Would you like to hear the sound of the brass wire strings on the medieval Brian Boru harp, depicted in the Irish national emblem? Would you be interested to know what the famous harper, Turlough Carolan’s eighteenth-century songs and tunes might have sounded like on a much bigger version of the same kind of instrument?
The illustrious, early Irish harp was played in Ireland and the Scottish highlands and islands for probably the best part of a millennium, forming the core of traditional Irish music. It was the pinnacle of Gaelic music culture: harpers were highly-accomplished, high-status musicians at Gaelic – and foreign – royal courts and later in the Great Houses of Ireland, from at least the eleventh- until the early nineteenth century, when it finally died out in Ireland, having disappeared earlier in Scotland.
With a resonating chamber usually carved from a single log – traditionally willow – and strung with brass wire, whose mesmerising resonance was selectively damped, the extraordinary sweetness of this instrument was described in glowing terms by early writers.
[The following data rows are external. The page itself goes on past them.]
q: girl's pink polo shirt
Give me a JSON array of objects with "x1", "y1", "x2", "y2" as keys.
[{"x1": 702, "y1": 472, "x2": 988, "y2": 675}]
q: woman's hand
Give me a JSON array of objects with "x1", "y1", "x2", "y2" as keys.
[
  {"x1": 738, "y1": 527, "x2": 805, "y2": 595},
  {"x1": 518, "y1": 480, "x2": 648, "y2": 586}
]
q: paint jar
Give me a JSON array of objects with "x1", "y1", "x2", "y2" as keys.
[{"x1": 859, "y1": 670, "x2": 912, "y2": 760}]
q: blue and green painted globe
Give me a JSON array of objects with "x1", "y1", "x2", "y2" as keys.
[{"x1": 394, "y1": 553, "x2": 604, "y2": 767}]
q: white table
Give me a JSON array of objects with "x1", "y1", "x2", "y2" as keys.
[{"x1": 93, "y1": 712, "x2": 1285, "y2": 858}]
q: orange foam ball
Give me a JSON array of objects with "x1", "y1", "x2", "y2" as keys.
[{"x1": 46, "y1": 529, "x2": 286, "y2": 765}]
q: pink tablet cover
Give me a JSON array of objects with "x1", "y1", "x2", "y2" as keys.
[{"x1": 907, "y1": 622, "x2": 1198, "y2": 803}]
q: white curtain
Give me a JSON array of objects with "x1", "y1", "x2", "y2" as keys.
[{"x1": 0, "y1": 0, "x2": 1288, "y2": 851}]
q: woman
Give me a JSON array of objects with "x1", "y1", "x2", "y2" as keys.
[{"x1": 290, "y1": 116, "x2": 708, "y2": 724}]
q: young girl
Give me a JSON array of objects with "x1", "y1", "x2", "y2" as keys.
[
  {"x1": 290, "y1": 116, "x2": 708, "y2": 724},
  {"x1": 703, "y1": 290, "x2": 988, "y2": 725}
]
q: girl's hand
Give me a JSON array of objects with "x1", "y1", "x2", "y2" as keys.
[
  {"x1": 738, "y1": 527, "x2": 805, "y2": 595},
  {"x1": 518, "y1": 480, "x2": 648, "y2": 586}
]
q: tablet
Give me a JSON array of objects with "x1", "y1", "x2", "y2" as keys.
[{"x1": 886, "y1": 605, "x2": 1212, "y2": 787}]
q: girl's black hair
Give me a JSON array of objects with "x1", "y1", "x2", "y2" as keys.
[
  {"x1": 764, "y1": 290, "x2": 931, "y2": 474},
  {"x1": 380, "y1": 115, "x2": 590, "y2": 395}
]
It was replaced in the early-nineteenth century by a new Irish harp, whose construction type, stringing materials and playing techniques were those of the European pedal harp – quite different to the earlier instrument. The modern Irish harp is also called Celtic harp, clarsach and lever harp and now has its own distinct traditions, some of these lying within contemporary Irish traditional music.
The Historical Harp Society of Ireland supports the rigorous study and historically informed performance of the music of the early Irish harp, using measured copies of historic Irish harps now held in museum and private collections.